On Sunday morning a 25-year-old Syrian man beheaded his nephew at Al-Marhaba supermarket, Arab News reported. The man reportedly killed the child after an argument with his sister and brother-in-law.
"It happened so quickly. Before people could intervene, the man had cut more than half way through the child's neck," said Abu Muhammad, a grandfather in his mid-60s, told Arab News.
"He was doing it to get back at his brother-in-law who was always threatening to take the child away from his sister," said Fatany, a contributor to the Arab News.
Some onlookers reportedly fainted at the sight of the body. The accused man was taken into custody and is expected to face the death penalty.
"There were plenty of witnesses, the facts of the case are clear, the evidence is abundant," said Christoph Wilcke, of Human Right's Watch, and an expert on Saudi Arabian law
Wilcke adds, however, that under Saudi law, even if a judge ruled for the death penalty the victim's family could choose to pardon the killer -- perhaps more of a possibility in this case because the alleged killer and victim are related.

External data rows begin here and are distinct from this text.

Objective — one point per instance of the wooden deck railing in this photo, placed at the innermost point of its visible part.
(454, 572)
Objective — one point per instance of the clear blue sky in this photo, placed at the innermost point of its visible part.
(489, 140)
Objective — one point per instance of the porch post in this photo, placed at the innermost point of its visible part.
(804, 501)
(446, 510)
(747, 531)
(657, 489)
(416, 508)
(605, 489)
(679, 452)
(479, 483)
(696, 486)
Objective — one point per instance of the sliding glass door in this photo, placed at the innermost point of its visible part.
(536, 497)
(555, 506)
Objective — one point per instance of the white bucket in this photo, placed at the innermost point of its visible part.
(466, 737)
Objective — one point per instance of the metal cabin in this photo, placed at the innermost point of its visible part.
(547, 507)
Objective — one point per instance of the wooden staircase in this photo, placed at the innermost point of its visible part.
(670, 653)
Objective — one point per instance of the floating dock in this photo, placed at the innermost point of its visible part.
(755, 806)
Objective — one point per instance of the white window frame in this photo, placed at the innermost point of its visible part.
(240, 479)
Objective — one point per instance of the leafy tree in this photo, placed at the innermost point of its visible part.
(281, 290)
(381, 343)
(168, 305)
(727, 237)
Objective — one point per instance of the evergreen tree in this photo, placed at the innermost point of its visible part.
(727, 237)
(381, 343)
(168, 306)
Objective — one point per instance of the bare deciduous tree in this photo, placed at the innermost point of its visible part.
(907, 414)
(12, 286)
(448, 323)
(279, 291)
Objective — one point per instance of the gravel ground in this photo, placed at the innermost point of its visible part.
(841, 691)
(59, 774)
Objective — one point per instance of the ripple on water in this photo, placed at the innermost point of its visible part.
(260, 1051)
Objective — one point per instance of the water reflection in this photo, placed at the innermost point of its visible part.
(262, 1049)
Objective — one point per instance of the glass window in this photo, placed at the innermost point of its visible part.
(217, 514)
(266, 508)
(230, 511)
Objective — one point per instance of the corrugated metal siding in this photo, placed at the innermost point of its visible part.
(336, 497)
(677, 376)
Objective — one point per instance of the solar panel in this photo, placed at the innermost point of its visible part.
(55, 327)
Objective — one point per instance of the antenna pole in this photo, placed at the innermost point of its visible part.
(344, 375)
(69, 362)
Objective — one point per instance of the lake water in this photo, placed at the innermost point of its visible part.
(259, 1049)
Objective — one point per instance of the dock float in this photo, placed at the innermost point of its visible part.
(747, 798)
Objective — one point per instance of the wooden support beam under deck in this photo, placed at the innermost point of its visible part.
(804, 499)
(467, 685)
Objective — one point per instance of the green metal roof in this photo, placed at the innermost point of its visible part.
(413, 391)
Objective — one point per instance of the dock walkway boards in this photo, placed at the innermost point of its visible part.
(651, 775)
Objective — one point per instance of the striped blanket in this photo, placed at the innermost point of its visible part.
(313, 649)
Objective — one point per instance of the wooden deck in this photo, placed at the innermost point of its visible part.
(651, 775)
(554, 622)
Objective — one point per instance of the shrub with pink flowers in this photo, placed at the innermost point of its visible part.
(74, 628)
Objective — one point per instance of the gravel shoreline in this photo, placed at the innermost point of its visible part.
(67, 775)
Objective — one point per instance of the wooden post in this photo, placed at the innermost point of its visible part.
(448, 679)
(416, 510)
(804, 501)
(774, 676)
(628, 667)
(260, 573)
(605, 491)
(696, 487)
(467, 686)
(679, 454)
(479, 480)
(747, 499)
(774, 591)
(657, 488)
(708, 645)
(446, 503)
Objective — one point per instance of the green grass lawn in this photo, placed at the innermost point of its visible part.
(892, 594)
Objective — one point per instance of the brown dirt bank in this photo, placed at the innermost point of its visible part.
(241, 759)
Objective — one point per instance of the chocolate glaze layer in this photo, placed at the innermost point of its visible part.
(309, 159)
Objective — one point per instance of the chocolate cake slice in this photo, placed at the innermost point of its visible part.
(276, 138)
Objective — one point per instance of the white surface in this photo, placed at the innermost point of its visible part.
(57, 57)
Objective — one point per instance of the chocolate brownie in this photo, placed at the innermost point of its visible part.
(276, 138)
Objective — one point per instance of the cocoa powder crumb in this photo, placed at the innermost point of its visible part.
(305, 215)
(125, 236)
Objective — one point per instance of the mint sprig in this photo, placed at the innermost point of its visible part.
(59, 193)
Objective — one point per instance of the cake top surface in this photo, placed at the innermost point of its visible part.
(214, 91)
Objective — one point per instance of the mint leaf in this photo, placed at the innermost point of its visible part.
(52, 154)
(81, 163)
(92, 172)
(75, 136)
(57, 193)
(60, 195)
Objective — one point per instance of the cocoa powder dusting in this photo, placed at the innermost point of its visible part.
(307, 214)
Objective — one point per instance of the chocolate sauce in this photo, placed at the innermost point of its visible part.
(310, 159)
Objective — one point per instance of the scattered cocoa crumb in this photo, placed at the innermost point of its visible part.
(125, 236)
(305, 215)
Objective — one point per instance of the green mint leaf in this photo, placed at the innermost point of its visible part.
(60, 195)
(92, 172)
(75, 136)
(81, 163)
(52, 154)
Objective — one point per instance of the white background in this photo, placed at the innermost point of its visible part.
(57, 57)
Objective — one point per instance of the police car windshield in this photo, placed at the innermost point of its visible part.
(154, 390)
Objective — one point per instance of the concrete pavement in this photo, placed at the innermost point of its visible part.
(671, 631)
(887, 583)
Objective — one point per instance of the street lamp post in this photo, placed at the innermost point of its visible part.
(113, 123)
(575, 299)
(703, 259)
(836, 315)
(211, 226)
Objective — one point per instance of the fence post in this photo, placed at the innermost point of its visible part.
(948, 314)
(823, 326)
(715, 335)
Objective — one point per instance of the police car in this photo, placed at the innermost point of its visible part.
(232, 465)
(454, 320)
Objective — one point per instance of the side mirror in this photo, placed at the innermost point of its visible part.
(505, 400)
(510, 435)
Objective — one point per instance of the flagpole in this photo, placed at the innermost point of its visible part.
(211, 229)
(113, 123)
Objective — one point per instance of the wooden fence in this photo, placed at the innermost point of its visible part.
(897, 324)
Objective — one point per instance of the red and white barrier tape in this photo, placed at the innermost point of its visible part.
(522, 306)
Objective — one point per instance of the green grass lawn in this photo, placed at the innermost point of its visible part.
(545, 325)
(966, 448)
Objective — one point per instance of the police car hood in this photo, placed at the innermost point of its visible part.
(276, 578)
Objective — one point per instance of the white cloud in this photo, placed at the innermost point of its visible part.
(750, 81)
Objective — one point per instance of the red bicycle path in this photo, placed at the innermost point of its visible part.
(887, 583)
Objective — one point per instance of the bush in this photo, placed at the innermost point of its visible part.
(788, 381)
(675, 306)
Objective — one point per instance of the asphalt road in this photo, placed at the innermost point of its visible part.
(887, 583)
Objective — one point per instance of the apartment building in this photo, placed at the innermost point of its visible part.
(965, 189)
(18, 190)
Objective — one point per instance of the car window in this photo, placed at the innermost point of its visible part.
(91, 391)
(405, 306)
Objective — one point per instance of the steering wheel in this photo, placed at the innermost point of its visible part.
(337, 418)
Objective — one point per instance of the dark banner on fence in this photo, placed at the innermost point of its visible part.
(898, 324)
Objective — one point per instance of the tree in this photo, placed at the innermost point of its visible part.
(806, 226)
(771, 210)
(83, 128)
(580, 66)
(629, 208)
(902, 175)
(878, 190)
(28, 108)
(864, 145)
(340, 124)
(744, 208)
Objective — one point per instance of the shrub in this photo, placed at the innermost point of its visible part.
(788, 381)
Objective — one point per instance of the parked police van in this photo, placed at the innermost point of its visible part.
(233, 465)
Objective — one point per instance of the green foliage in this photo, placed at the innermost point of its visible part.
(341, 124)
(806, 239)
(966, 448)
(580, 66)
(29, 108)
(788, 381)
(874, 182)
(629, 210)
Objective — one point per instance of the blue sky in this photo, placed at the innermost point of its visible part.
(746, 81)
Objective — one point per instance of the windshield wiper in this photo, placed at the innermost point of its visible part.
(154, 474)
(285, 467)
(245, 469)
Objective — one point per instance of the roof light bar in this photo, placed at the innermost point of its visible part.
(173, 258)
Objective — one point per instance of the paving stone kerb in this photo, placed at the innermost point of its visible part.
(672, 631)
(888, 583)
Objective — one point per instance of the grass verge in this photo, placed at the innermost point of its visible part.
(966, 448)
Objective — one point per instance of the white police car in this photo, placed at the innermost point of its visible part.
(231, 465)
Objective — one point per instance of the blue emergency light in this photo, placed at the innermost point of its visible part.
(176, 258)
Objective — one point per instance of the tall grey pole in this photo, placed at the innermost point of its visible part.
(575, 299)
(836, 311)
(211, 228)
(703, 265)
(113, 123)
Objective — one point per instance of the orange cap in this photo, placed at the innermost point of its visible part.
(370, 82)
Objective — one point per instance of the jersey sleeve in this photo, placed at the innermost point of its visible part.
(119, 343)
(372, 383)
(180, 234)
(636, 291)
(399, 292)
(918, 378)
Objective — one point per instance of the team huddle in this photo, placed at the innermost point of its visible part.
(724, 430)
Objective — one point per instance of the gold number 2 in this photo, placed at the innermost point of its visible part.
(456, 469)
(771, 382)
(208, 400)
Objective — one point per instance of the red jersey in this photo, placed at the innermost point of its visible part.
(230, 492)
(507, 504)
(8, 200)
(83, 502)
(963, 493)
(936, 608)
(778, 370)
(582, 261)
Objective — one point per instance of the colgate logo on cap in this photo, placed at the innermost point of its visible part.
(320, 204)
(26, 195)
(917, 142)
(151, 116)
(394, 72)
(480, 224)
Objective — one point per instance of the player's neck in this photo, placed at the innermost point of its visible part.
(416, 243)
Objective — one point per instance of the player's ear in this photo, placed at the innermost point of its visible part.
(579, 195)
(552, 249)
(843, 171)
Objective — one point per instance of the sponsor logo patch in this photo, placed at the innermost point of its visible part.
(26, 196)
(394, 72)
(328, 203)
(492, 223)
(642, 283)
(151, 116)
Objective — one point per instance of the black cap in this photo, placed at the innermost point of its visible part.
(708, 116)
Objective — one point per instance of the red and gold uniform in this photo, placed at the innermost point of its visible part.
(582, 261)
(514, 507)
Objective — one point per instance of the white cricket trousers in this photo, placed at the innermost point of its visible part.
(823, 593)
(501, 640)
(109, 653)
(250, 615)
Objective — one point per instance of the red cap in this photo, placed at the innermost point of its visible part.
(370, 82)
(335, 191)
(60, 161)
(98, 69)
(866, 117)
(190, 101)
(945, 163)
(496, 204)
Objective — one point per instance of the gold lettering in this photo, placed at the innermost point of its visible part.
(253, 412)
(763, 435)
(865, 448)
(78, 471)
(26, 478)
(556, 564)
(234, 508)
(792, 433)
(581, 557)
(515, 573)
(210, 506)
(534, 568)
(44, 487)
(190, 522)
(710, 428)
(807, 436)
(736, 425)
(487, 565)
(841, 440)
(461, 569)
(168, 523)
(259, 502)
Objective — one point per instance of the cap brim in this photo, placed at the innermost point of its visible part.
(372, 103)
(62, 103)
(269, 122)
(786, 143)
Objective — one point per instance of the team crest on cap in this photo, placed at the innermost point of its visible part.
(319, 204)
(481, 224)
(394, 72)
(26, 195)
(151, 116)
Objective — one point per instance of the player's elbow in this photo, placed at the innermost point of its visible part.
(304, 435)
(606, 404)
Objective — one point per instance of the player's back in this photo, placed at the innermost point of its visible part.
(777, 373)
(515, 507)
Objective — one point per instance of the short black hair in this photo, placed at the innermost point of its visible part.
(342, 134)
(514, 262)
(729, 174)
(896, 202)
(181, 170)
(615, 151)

If it turns out the the man snapped as the result of mental illness he could also be eligible for a pardon, though Wilcke says that is uncommon.
"I've never heard the insanity defense work in this Saudi Arabia. The concept of mental capacity exists, I just can't think of a real case where it applied," Wilcke said.
This is the latest in a handful of criminal justice cases in Saudi Arabia that have grabbed Western attention in the last year.
In December 2008 a Saudi Arabian rape victim was charged with jail time and 200 lashes after being found in a car with a man to whom she was not related - a verdict that prompted international outrage from Human Rights Watch and other foreign observers, including the White House and U.S. presidential contenders Sen. Hilary Clinton and Sen. Barack Obama. The woman, known anonymously in the Saudi press as "Qatif Girl" was eventually released from jail and later pardoned by Saudi King Abdullah.
Fawza Falih, a Saudi woman, is currently awaiting execution after being found guilty of witchcraft in 2005. Dozens of Saudi men were arrested last month for allegedly flirting with women in front of a shopping mall in Mecca. In January, a woman was arrested after having a Starbucks coffee with a male business colleague.
As the decapitation case moves forward, Saudi Arabians are left recovering from the shock.
"For a whole two days everybody was depressed and too shocked for words. It is not something you hear of every day here. It is not something accepted or part of the culture," said Fatany.